My sister and I arrived on a Saturday evening around 10:20 and were seated immediately. The indoor area is halved, with the bar taking up one half, and the dining area the other. Essentially, it is just a big room with a fancy LED tree sculpture in the center and tables set up. For some reason, despite the small space, there were at least 15 servers/hostesses, 5 managers, 10 bus boys and 5-10 men in nice dress shirts that walked through the dining area every ten minutes or so and then left out the front door. I have no idea what their purpose was. Yet, with all of this staff, it took us 20 minutes from the time we sat down to get two glasses of water. Two of the "managers" spent the majority of their time making out with their girlfriends at the bar. Our server managed to completely disappear even though, due to the lack of partitions, I could see from one end of the restaurant to the other.

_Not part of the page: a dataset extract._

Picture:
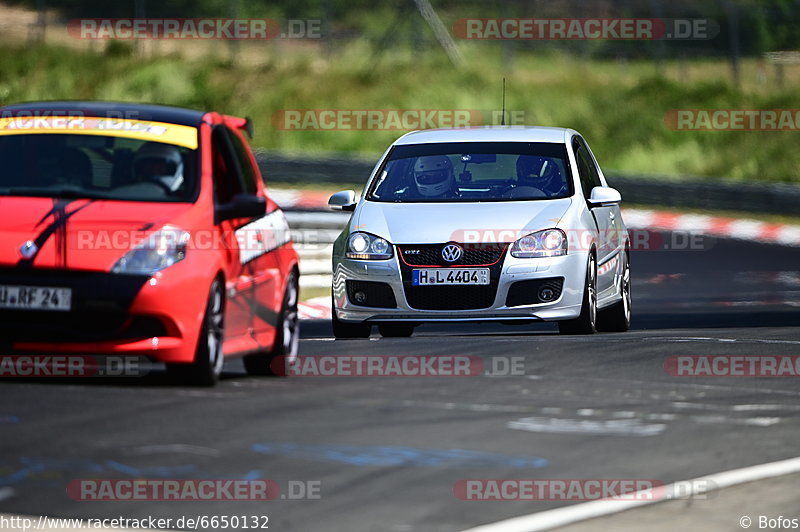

Our hookah came relatively quickly, but our cocktails took, without exaggeration, 25 minutes to get to our table. During this time we were treated to an endless train of employees moving tables and chairs out of the dining room and through the front door and then changing their mind and moving them back into the dining room, and then moving them again. I wish I were joking about this. Twice the DJ miss-fed the sound system and feedback filled the room causing universal aural discomfort . After we finished our drinks we waited another 10 minutes for a check. Finally we flagged down the Lothario manager who graciously pulled his tongue from his girlfriend's throat long enough to scowl at us and mumble something about finding the server. 10 more minutes pass after which a check arrived and we made the server stand there and wait while we got out our cash. At this point I was pissed, but not nuclear, because I was a little buzzed and it was a Saturday night. However, after waiting five minutes for our change the server returned to the table to advise us that because there are so few bartenders it will be another TWENTY minutes before she can get our change to us. What choice did we have but to wait? It was the single most appalling act I have ever experienced while dining. I left vowing to not only never return but to warn every single person I could.
If you have the choice between a hot poker in the eye ball or a dinner at Nu, please, I beseech you, take the hot poker.